Clausewitz wrote On War during a period when many writers were struggling to reduce the lessons of military history to some kind of system. (His great rival Antoine-Henri Jomini dominated American military thought during and after the Civil War.) Such manuals are ultimately attempts to square the circle: to reduce genius to a set of precepts which can be taught in an orderly fashion to lesser minds. They are necessary but futile; at the end of the day, that which most needs to be taught is that which cannot be communicated.
Clausewitz is a great writer on strategy for at least two reasons. First, his orderly and insightful presentation of the elements of military strategy focuses relentlessly on the critical factors in military contests, providing readers with a clear and comprehensive view of the subject. Second, he never loses sight of the dual character of a military manual. On the one hand, he is writing a guide for the ordinary officer to increase his professionalism and his usefulness to a great commander. On the other hand, he is also writing to inspire and instruct the intellect that will leap beyond classroom maxims and rules of war to grasp new possibilities and write new rules. He can be read with profit by both career civil servants and a new Napoleon.
Statue of Frederick the Great in Berlin (Source: Wikimedia Commons)
Clausewitz wrote in the aftermath of the terrible disasters brought on by the Prussian military staff’s reduction of the genius of Frederick the Great into a sterile and closed system. They believed that the art of war had been perfected, that all they had to do to beat the French was to follow the infallible methods that the great Frederick had laid down. Their successors would make the same mistake with Clausewitz; the younger von Moltke’s botched execution of the Schlieffen Plan in 1914 was a textbook case of the disasters that result when a commander lacks the genius and courage necessary for greatness.

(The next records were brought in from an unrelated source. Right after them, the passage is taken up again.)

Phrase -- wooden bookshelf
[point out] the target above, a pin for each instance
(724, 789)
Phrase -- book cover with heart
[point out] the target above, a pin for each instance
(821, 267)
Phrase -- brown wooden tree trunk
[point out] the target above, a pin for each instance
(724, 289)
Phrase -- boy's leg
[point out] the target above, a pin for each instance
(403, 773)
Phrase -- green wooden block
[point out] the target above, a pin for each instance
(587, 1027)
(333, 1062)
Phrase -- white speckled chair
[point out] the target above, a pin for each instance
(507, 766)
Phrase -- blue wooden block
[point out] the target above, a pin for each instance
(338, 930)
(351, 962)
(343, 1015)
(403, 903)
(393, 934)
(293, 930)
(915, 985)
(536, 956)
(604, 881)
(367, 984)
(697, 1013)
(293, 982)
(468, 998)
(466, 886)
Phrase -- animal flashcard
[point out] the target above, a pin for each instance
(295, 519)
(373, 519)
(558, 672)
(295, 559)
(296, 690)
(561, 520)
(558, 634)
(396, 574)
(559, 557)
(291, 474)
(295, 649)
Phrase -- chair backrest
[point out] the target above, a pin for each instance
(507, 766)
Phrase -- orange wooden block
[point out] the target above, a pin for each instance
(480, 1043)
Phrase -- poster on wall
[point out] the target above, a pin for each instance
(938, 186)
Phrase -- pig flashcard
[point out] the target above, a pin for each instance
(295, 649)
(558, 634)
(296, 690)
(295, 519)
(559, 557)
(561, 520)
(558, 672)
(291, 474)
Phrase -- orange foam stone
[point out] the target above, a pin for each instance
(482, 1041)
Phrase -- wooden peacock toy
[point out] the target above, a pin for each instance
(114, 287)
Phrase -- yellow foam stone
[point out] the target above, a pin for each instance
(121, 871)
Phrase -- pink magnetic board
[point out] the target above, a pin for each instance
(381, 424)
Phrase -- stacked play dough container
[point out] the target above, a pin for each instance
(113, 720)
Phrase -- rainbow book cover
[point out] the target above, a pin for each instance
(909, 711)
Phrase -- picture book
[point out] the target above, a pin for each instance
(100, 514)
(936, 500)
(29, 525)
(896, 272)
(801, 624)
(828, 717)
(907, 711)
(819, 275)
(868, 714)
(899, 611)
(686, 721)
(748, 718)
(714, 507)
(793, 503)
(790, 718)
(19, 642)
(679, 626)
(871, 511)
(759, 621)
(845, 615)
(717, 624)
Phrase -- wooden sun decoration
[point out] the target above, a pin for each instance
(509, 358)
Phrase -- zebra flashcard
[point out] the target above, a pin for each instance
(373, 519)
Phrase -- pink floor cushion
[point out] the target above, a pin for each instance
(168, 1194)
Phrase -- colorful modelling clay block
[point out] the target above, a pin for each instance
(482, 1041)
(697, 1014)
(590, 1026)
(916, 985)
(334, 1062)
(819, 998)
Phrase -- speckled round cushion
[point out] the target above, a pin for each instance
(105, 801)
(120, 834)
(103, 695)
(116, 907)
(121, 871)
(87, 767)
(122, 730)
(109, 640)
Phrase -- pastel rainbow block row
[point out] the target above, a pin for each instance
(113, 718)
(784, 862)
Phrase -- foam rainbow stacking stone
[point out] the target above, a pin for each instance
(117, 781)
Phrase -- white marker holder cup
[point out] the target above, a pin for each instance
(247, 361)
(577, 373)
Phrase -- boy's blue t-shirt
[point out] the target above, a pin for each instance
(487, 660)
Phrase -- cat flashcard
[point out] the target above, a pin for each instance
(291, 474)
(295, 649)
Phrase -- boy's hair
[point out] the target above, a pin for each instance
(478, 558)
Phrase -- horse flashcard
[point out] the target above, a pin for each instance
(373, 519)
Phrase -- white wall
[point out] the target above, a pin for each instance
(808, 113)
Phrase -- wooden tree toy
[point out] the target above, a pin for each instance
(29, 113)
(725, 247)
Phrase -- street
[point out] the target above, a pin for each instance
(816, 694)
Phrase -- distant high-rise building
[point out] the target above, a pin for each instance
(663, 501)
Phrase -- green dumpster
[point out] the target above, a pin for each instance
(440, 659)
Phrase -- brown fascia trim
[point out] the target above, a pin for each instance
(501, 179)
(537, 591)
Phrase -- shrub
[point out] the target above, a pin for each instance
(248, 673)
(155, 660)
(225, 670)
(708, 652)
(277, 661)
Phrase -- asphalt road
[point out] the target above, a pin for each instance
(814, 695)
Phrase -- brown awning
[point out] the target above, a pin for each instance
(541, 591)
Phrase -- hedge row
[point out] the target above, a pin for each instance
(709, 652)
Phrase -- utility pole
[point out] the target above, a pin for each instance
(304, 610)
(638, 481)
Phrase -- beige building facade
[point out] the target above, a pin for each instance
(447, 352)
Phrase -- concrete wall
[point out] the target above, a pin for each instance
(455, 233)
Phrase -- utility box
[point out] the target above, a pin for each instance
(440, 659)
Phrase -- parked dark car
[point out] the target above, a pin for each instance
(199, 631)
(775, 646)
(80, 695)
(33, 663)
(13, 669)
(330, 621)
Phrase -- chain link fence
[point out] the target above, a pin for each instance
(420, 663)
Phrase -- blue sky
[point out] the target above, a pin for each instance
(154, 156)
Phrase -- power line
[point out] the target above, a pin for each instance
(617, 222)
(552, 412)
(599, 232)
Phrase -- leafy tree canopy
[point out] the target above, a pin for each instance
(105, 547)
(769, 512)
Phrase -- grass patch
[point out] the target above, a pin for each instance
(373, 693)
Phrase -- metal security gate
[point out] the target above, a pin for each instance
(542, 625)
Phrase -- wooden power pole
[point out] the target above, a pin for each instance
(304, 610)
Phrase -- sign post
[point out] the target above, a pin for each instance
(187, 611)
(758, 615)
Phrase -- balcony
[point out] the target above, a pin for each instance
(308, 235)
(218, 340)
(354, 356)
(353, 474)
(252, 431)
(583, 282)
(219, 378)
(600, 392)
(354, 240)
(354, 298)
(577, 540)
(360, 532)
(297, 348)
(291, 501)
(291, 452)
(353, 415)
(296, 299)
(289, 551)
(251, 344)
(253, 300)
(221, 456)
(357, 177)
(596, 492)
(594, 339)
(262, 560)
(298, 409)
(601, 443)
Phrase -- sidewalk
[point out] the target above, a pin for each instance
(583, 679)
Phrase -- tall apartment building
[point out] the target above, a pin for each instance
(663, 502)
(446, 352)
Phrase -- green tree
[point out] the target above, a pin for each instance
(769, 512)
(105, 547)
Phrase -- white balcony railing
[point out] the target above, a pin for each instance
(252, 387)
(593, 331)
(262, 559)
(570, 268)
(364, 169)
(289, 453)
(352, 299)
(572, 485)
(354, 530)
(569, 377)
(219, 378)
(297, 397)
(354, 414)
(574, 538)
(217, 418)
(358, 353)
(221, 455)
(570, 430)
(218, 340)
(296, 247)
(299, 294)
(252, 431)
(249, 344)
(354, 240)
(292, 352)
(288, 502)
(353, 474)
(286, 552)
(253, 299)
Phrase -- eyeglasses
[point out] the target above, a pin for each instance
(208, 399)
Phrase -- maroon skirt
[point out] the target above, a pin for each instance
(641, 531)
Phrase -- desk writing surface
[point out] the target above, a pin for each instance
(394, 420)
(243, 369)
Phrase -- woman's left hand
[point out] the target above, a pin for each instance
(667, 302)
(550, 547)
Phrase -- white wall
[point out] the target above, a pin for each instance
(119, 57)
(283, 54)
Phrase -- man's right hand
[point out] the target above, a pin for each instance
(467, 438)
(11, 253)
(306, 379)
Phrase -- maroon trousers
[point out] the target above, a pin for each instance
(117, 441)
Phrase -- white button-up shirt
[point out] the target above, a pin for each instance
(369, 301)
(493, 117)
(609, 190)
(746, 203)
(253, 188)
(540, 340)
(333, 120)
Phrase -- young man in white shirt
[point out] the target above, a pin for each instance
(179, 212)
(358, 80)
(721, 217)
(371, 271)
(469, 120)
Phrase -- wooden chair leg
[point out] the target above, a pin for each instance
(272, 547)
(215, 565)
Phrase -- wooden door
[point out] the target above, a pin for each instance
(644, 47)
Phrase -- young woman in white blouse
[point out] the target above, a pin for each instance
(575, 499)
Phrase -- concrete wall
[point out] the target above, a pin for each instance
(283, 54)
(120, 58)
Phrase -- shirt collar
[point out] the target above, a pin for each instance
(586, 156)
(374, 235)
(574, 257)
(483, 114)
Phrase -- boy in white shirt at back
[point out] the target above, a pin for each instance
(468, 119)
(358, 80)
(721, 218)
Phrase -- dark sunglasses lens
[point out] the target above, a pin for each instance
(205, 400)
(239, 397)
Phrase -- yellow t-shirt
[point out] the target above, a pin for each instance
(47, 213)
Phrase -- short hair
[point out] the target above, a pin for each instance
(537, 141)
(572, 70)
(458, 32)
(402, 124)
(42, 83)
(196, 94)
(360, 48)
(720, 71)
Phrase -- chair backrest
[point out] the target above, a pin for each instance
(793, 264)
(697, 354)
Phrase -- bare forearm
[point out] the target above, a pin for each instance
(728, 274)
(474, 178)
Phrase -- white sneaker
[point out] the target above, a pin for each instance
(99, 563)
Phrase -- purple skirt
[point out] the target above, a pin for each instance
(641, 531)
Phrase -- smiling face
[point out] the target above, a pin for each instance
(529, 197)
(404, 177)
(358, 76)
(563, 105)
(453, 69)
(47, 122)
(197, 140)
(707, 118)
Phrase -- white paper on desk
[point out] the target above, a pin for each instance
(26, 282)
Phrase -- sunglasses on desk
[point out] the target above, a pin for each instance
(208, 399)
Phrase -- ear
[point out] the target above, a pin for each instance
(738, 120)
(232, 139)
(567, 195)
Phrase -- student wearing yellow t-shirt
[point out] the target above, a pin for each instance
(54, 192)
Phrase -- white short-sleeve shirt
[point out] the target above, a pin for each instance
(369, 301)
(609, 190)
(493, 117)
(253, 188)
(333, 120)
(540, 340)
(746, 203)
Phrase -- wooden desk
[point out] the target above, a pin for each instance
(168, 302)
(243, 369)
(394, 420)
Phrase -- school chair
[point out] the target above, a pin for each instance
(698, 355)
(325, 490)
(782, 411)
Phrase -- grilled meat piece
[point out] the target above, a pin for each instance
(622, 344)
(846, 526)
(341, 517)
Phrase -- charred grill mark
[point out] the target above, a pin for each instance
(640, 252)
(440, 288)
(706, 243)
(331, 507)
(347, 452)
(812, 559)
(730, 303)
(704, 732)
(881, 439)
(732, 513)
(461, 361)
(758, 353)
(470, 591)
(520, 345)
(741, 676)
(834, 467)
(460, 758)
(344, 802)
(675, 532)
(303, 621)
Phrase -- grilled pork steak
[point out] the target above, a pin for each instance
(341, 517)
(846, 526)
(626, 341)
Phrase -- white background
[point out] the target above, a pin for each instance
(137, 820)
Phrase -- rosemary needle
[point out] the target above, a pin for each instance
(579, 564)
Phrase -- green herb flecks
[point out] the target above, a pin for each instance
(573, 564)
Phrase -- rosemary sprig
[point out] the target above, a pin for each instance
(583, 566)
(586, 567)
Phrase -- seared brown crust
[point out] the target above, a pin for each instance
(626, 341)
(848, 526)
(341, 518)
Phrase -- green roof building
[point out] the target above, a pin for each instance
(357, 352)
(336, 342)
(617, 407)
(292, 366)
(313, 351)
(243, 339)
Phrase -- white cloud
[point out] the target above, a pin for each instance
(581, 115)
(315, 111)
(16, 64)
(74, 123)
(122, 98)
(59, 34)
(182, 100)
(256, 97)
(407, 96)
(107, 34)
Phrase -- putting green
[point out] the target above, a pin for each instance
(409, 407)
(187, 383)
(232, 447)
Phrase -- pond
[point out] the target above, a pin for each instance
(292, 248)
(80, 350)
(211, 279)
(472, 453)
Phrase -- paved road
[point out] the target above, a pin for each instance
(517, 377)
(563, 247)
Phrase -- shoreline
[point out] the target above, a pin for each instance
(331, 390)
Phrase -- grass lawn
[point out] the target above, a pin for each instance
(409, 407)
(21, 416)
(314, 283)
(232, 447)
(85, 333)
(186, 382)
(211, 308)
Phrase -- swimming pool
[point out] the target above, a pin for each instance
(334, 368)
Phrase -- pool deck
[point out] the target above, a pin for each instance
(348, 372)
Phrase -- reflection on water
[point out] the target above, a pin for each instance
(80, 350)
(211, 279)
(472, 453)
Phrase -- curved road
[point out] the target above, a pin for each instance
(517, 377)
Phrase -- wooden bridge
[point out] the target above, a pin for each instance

It is a testimony to Clausewitz’s insight that On War pointed this problem out when Clausewitz describes the characteristics a great commander needs. It is a testimony to the enduring difficulty of strategy and war that his warnings failed to protect a military bureaucracy that was fanatically determined to follow his teaching.
In many ways Sun Tzu, the mystical and elliptical founder of strategic thought, and the methodical and systematic Clausewitz are opposites. Yet the work of both leads the observant reader back to the paradoxical nature of strategic thought. Victory demands thorough and systematic preparation, but all systems of thought lead in the end to sterile formulae — and defeat.